China-made Airplanes Meet Waterloo

China-made feeder liner ERJ145, the once-promising product in China's aviation market, now meets Waterloo in the battle to get more orders and faces the threat to stop production.


Chinese aviation experts said the unexpected result exposes China's soft spots in feeder line transport and incomplete governmental policies on developing feeder line transport in the country.


Aviation experts said China is still a market in strong demand for feeder liners.


China's air transportation is surging rapidly at an annual rate of 18 percent since 1978, and more than 90 feeder liners have been built in China's medium-scale cities in recent years, indicating an increasing demand for feeder liners.


Currently, there are only 74 feeder liners available in China. Statistics show that in the coming two decades, more than 600 feeder liners will be needed in China, and the demand from the international feeder line transport market will exceed 4,000.


To meet the demand, China's State Council decided in February 2000, to establish a joint venture with the Brazil-based aero-maker Embraer to produce 30-70 seats feeder liners in China.


In January 2003, the China Aviation Industry Corporation II and the Embraer made an joint investment of 40 million US dollars for the new Harbin Embraer aircraft industry Co., and started the making Embraer's star product--the 30-50 seat ERJ145--in China.


According to the contract, aircraft components for the ERJ145 will be localized in China gradually and try to produce enough airplanes to meet China's demand in the period between 2006-2010.


Jiang Da, vice general manager of Harbin Embraer, said ERJ145 airplane indeed had a good start in China with an order of six from the China southern Airlines and another order of ten from the China Eastern Airlines in 2004.


But in case of losses in the feeder line transport, most Chinese airlines lowered their interests on feeder line transport in the following year.


Jiang said though the six ERJ145 have been delivered to the China Southern Airlines, the China Eastern Airlines only bought five of their order by now.


And no more new orders were clinched by Harbin Embraer in China after that, said Jiang.


An investigation from the China National Civil Aviation Administration (CNCAA) said that most Chinese airlines make no profits in feeder line transport even these airplanes working more than eight hours each day with over 70 percent seats taken.


Experts said China's limited supporting policies on feeder line transport is far to stimulate more demand from the Chinese airlines in expanding feeder liner market.


Statistics show that the share of feeder liners among China's total fleet still less than 10 percent, while the proportion in the United States is 50 percent.


Besides the low profit and shortage of airplanes, other reasons for the low-development of feeder line transport in China was that the cost of operating feeder line transport is much higher than that on trunk lines, said some Chinese airlines.


Currently, many Chinese airports, including Beijing, Shanghai and Kunming, have to limit the entry of feeder liners in case of tense landing areas, which added more pressure on Chinese airlines in developing feeder line transport.


To change the unsatisfactory situation, the CNCAA has just issued guidelines on promoting the development of the feeder line transport in China.


According to the guidelines, airline companies would be given an easier access to feeder line transport.
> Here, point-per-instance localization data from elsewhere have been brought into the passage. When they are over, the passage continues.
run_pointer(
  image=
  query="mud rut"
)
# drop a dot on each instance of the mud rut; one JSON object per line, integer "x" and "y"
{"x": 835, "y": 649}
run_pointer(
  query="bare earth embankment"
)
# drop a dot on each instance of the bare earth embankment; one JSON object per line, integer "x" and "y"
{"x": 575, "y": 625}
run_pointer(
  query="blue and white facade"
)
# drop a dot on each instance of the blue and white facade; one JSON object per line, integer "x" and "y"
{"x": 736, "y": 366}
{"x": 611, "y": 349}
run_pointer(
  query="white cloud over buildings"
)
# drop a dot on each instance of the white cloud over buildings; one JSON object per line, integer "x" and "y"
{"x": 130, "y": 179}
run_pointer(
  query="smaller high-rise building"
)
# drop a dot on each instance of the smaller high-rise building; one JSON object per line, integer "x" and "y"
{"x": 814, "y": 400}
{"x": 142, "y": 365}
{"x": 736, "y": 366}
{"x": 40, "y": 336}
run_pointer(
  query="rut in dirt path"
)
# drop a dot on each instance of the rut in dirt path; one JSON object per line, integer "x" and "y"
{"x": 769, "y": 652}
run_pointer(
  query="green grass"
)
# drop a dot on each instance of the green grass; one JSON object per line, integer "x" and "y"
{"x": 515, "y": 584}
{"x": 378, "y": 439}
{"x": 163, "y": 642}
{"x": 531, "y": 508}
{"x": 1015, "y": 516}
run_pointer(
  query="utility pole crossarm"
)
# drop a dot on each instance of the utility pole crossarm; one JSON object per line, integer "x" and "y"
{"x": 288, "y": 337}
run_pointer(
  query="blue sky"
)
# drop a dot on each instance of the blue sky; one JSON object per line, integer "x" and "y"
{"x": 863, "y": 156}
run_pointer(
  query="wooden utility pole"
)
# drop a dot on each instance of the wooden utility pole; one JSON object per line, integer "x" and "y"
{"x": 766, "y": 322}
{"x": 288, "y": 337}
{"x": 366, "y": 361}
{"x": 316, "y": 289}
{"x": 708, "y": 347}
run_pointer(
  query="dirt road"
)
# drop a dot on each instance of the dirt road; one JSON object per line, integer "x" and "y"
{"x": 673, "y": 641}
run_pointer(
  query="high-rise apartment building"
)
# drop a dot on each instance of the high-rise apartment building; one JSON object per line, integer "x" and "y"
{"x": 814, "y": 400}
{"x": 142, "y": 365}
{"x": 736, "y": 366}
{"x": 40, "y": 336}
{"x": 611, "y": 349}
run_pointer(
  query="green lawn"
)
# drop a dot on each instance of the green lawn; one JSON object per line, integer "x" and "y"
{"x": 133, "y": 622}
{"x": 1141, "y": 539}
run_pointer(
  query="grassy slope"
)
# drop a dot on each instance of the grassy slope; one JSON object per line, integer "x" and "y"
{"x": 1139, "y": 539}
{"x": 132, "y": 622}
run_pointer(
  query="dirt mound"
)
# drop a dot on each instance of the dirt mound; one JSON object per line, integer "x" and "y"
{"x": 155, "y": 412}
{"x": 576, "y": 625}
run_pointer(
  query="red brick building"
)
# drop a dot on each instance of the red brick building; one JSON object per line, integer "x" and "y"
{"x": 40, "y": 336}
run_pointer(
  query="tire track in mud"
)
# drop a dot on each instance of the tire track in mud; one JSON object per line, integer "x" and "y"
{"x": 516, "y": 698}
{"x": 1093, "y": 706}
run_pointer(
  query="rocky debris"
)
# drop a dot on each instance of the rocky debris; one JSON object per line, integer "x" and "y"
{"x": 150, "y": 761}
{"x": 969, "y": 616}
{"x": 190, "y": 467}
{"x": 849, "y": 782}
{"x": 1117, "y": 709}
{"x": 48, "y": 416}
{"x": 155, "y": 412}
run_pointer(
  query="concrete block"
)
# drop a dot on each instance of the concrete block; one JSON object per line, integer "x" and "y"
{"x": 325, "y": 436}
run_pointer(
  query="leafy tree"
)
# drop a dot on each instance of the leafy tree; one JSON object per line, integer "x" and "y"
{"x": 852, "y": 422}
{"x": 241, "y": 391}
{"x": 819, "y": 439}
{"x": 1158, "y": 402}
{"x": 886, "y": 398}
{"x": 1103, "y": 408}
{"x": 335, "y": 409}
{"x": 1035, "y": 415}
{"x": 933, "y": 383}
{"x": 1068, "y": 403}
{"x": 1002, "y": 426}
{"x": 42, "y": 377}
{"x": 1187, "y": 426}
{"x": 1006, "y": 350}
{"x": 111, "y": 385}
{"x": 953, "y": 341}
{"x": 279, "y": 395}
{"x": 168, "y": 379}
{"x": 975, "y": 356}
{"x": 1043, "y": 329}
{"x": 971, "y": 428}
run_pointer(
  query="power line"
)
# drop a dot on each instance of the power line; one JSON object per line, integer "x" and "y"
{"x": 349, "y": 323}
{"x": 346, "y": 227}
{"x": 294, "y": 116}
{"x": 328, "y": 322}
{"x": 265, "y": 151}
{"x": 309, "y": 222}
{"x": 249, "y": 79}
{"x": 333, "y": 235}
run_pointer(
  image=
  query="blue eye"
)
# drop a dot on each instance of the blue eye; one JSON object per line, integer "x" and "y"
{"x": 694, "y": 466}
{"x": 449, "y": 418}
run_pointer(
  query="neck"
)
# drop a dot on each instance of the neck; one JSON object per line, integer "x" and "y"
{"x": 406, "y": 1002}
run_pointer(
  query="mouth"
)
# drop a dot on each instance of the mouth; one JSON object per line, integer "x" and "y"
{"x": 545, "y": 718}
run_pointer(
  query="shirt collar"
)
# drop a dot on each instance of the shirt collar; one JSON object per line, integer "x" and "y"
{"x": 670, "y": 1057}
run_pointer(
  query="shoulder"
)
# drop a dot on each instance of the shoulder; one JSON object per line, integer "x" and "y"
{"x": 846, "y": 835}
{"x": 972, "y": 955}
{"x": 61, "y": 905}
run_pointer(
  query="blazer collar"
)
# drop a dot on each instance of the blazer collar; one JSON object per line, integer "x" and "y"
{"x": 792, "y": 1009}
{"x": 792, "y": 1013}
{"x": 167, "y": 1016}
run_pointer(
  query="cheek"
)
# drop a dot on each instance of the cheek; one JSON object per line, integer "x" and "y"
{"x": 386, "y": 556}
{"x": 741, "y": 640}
Favorable policies and government subsidies would also be given to transporters on feeder lines and airport operation.


In promoting the aviation development on short-distance flight routes and in lacklustered regions, CNCAA promised to simplify the approval procedure of buying and renting feeder liners, and relax import tax on the feeder liners, engines, and component.


Hu Huaqing, a researcher with the Chinese cavil aviation development institute, suggests that the aviation authorities should allow some airlines to launch more business feeder lines on tourism, point-to-point route. In addition, some new air companies and new airports should be defined wholly to operate feeder line transport.